Me las arreglé para salir del baño y subir a mi cama. Tumbada, hecha un ovillo en el medio, bajo el enorme edredón hinchado, me sentía como si me hubieran tragado entera.

No podía respirar, no podía moverme. Me sentía en carne viva, como si me hubieran abierto en filetes y me hubieran dejado para que los pájaros me destrozaran. ¿Cómo podía estar pasando esto de nuevo?

Quizá esta vez tenga que mudarme definitivamente a casa. Aceptar un trabajo en el taller mecánico de la ciudad. Ayudar a cuidar a papá. Permanecer oculta.

¿Merecía la pena renunciar a mis sueños por un poco de paz y tranquilidad?

Tampoco es que los estuviera viviendo ahora.

—¿Angela? —Xavier llamó, atravesando la puerta de mi habitación.

Hice una mueca de dolor y me apreté más volviéndome una bola, esperando su ataque verbal.

El edredón se echó hacia atrás. Xavier se alzó sobre mí, con el pecho hinchado.

—Tú... -gritó y se detuvo.

Una nueva oleada de pánico se apoderó de mí cuando su oscura mirada recorrió mi cuerpo, observando la posición fetal en la que yacía y mis mejillas manchadas de lágrimas.

Entonces algo cambió.

Xavier frunció el ceño y su respiración se volvió más lenta.

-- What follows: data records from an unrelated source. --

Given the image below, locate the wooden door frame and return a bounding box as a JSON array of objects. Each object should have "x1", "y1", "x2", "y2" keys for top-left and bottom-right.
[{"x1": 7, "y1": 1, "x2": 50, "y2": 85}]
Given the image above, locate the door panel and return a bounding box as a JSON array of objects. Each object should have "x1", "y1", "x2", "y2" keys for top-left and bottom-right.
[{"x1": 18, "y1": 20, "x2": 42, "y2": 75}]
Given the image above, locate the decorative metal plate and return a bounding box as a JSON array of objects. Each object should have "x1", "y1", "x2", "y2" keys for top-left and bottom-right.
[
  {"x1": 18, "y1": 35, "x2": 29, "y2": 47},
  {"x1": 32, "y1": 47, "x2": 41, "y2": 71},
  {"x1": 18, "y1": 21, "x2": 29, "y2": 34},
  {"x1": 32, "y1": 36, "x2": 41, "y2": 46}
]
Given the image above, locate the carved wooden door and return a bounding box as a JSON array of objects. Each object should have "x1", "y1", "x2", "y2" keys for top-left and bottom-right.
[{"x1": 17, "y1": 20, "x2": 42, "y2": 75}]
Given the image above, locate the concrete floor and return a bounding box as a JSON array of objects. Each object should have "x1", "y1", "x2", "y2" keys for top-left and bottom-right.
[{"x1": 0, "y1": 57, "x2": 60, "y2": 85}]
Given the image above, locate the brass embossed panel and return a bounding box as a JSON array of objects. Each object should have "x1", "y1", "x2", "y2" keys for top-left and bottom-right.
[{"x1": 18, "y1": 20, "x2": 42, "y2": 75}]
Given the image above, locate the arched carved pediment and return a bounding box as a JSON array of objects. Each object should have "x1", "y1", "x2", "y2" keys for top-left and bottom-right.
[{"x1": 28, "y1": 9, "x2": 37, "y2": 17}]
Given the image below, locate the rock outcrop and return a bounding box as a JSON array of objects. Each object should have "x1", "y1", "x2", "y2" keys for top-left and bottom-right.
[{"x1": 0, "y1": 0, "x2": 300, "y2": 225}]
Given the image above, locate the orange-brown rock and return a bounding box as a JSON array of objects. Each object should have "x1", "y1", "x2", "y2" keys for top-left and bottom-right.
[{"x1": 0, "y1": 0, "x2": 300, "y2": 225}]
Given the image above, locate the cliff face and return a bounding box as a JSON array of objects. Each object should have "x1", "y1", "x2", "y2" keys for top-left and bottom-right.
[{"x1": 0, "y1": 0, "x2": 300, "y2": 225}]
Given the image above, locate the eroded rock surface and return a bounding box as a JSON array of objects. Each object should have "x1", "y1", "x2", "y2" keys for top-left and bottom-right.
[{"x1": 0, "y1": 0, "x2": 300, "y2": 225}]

Se metió en la cama a mi lado, tirando de mí contra su pecho, y nos tapó con las mantas.

Me quedé helada cuando se acomodó detrás de mí, me apretó más y me dio un ligero beso en la mandíbula.

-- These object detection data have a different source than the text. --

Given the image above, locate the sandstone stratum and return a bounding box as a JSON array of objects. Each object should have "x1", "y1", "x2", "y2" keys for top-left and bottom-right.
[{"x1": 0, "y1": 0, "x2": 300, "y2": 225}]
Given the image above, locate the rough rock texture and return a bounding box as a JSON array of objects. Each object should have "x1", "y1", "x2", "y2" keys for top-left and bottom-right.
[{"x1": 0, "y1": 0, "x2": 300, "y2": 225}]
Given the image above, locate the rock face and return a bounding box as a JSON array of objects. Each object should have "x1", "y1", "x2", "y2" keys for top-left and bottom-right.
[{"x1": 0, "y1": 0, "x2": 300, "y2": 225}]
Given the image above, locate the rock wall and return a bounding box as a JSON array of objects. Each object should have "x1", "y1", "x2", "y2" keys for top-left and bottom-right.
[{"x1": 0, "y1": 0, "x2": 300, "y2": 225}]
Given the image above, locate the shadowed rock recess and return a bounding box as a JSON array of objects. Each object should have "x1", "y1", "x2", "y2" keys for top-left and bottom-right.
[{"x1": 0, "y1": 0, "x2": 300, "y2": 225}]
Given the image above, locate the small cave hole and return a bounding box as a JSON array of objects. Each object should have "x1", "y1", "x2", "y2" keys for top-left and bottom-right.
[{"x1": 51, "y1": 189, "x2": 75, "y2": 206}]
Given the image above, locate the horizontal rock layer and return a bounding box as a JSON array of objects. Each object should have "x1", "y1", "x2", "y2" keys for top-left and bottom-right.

—¿Qué te ocurre, mi ángel? —Podía sentir sus palabras reverberando en su pecho contra mi espalda.

Sacudí la cabeza, y mi voz, cuando hablé, sonó cruda. —No creo que pueda decírtelo.

Tengo miedo de decírtelo.

Xavier tarareó. Sus dedos comenzaron a trazar pequeños círculos en mi cadera. No había nada exigente en el contacto, nada sexual.

Una especie de calma empezó a invadirme, partiendo de ese lugar y extendiéndose hacia el exterior.

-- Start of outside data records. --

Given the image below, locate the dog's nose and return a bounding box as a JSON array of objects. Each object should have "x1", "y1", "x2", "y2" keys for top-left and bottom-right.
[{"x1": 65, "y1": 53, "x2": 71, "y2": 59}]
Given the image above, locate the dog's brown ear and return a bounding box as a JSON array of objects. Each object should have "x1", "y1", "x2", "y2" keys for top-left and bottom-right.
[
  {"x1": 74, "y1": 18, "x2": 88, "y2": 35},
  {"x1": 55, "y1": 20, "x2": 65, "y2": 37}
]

Suspiró. —Si no quieres hablar conmigo, ¿quieres que vayamos a algún sitio?

Pensé por un momento, esperando que el terror se adelantara y me agarrara de nuevo, pero no llegó.

Si Xavier solo quisiera acostarse conmigo, no perdería el tiempo sacándome en público. Había testigos. Si Xavier había algo que odiara más que a mí, era que yo arruinara su imagen pública.

Asentí con la cabeza una vez.

—¿Puedes caminar?

Volví a asentir, aunque no estaba segura de que fuera cierto, de si mis piernas serían lo suficientemente fuertes para sostenerme.

—Voy a buscar los abrigos —dijo—. Espera aquí.